Guilford schools 'sorry' for linking UDC to KKK

Greensboro News & Record - 9-6-02

GREENSBORO -- Guilford County Schools officials apologized to local leaders of the United Daughters of the Confederacy Thursday afternoon, saying they made a "poor decision" last week when a middle school principal
halted the UDC's annual essay and art contest and compared the group to the Ku Klux Klan.

"We want to sincerely apologize for anything we said or did that was offensive to the UDC," Aycock Principal
Melissa Harrelson and teacher Jean Botzis wrote in a letter given to officers of the Guilford UDC chapter at an
hour-long meeting at the school.

"We made a poor decision based on incorrect information," the letter said. "We were trying to respond to a parent's request to remove their child from any further recognition or participation in the essay contest. It could have been handled better and we are sorry that it wasn't."

UDC leaders said the essay and art contest, offered to local school students for more than 50 years on a voluntary basis, will resume at Aycock later this year. Contest topics, suggested by the UDC chapter's historian, vary each year. This year's suggested topics for high school entrants included "The War Between the States in the North Carolina Mountains."

Ten local schools participated in this year's contest, held last spring. A total of 67 students won awards, and the UDC gave $395 in prizes, Bissell said.

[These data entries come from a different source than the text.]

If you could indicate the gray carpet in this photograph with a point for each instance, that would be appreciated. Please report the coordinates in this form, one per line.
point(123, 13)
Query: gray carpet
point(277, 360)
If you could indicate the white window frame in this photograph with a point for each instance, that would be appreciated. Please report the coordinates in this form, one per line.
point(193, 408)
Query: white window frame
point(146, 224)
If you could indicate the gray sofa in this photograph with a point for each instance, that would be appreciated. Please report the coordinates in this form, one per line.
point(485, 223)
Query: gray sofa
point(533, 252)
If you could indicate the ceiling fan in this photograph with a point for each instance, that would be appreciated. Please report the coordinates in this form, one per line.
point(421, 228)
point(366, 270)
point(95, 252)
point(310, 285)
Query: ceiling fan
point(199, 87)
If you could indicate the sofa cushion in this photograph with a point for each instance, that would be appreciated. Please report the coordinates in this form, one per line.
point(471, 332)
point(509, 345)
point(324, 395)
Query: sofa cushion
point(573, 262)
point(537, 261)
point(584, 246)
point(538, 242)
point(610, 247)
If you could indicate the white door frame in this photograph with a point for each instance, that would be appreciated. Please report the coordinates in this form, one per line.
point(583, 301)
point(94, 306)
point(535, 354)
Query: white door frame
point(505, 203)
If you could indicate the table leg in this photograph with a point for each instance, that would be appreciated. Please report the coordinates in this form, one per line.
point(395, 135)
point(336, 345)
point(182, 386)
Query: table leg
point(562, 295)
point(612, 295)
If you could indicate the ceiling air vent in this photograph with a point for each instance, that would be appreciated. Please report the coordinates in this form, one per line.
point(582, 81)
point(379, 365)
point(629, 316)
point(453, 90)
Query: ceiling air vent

Harrelson, Botzis and central office administrator Barry Williams represented the school system at the meeting,
said Ellen Bissell, program chairman of the Guilford UDC chapter. "They were very, very apologetic," Bissell
said.

"They sincerely were distressed that all this had happened. I think we'll have a good relationship in the future."

The flap broke out last week, when Botzis sent a letter to the UDC, a heritage group of female descendants of
Confederate veterans, requesting that the name of an eighth-grade essay contest winner or any other entrants
at Aycock not be entered in further competition or published in affiliation with the UDC.

That letter said the "philosophy and goals" of the UDC conflicted with those of Aycock Middle School. Then, in a telephone conversation that day with the News & Record, Harrelson, the Aycock principal, described the UDC as a "modern-day version of the Ku Klux Klan."

Harrelson refused to discuss Thursday's meeting with the News & Record. But Aycock PTA President David Hoggard said that the school's initial letter to the UDC had resulted from a parent's complaint.

"This parent was investigating something they had heard about a post-Civil War linkage between the UDC and the Ku Klux Klan on the Internet," he said.

Hoggard said he found the same information on the Internet by typing the words "UDC" and "Ku Klux Klan" into a search engine. That led him to an article a Public Broadcasting Service Web site that linked the carving of the UDC-sponsored Confederate monument at Stone Mountain, Ga., with the founding of the modern KKK at the same location.

Harrelson's mistake was in making an "unfortunate choice of words" regarding the UDC, Hoggard said.

Margaret Carver, president of the local UDC chapter, described Thursday's meeting as "cordial."
"I think they truly were sorry," Carver said.